As much as some things about DeHeart have changed, others have not.
His locker is still immaculate, with everything in its proper place and clothes folded, stacked neatly in piles. It is DeHeart's belief, he said, that creating order in certain parts of his life, will make other parts of his life more organized as well. He also believes that working hard now will pay off later - for example, when he begins his professional tennis career.
"I'm looking forward to it," he said of traveling and playing professional tennis after college. "No matter what happens, it's a great experience - the people that you meet and the places that you go. I'll try it for at least a couple of years, anyway. Anything can happen."
For now though, DeHeart will focus on his journey to becoming the best professional tennis player he can be while remaining faithful to his Illinois roots.
"Being an Illini is a part of who I am.

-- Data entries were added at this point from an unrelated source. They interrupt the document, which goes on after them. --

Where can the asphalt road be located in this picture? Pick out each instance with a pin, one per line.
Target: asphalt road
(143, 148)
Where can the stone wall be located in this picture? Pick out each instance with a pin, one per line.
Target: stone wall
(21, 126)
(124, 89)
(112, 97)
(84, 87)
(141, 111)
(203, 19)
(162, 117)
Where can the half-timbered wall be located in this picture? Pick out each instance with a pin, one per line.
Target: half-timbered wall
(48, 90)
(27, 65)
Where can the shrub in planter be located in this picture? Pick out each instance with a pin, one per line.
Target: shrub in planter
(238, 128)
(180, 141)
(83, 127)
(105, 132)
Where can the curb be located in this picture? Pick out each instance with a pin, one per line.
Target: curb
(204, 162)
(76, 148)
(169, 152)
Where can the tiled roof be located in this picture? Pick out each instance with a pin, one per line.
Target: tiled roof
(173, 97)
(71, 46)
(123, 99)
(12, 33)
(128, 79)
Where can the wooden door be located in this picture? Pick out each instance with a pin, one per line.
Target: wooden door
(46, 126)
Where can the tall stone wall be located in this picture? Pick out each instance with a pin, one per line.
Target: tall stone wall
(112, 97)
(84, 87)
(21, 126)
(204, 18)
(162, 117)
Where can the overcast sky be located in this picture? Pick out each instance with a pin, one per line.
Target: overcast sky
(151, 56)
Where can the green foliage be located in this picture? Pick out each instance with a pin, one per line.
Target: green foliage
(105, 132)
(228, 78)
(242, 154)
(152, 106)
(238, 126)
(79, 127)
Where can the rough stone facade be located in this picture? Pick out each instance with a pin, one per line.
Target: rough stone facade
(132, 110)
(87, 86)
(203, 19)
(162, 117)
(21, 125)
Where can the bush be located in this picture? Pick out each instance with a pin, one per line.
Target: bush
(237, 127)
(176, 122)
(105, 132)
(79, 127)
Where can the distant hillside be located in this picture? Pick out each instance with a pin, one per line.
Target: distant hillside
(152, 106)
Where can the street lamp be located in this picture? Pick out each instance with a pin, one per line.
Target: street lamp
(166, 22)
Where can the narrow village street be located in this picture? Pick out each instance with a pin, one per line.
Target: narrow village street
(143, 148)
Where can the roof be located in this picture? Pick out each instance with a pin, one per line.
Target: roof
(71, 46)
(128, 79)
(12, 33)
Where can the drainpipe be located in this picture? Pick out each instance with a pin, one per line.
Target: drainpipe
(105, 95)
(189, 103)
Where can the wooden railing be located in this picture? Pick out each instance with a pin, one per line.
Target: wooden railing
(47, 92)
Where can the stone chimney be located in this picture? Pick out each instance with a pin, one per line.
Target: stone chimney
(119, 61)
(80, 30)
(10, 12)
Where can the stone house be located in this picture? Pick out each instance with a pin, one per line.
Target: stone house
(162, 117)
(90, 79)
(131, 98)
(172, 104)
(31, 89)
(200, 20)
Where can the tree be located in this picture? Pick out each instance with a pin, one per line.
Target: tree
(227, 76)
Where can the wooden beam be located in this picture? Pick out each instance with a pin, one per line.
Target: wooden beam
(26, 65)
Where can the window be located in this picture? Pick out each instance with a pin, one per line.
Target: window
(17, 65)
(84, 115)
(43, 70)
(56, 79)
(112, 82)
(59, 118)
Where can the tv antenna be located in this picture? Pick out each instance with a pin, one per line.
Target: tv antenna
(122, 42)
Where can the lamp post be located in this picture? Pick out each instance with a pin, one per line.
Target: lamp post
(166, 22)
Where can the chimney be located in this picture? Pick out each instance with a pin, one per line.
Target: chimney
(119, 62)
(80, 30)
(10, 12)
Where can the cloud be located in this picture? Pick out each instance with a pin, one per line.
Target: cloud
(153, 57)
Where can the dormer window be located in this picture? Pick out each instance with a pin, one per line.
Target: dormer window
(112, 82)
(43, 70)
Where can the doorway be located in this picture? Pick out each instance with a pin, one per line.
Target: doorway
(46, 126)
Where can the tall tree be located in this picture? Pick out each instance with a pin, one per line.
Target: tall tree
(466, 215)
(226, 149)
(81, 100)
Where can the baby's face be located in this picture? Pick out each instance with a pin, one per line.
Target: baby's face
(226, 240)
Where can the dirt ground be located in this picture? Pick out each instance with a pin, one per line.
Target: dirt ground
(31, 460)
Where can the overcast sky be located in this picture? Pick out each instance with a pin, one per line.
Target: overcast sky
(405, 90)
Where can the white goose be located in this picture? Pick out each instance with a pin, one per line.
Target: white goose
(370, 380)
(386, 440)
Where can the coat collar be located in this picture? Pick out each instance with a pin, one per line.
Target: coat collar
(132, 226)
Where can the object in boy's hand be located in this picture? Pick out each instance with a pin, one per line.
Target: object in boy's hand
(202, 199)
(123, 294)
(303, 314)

When I play for the school, I have a sense of pride about it, both on and off the court," DeHeart said.
He knows he will always have a close relationship with the coaches, even former Illinois coaches Craig Tiley and Bruce Berque, who have left Illinois since DeHeart began his collegiate career. He said he hopes that he will be able to influence the Illinois tennis program well into the future too.
"I hope my (younger) teammates remember that the experience that they have at Illinois is about a lot more than just tennis," DeHeart said. "It's about trying to become better people, not just worrying about forehands and backhands. Illinois really prepares you more for life than anything else. Hopefully, I've left my mark on Illinois - Illinois has left its mark on me."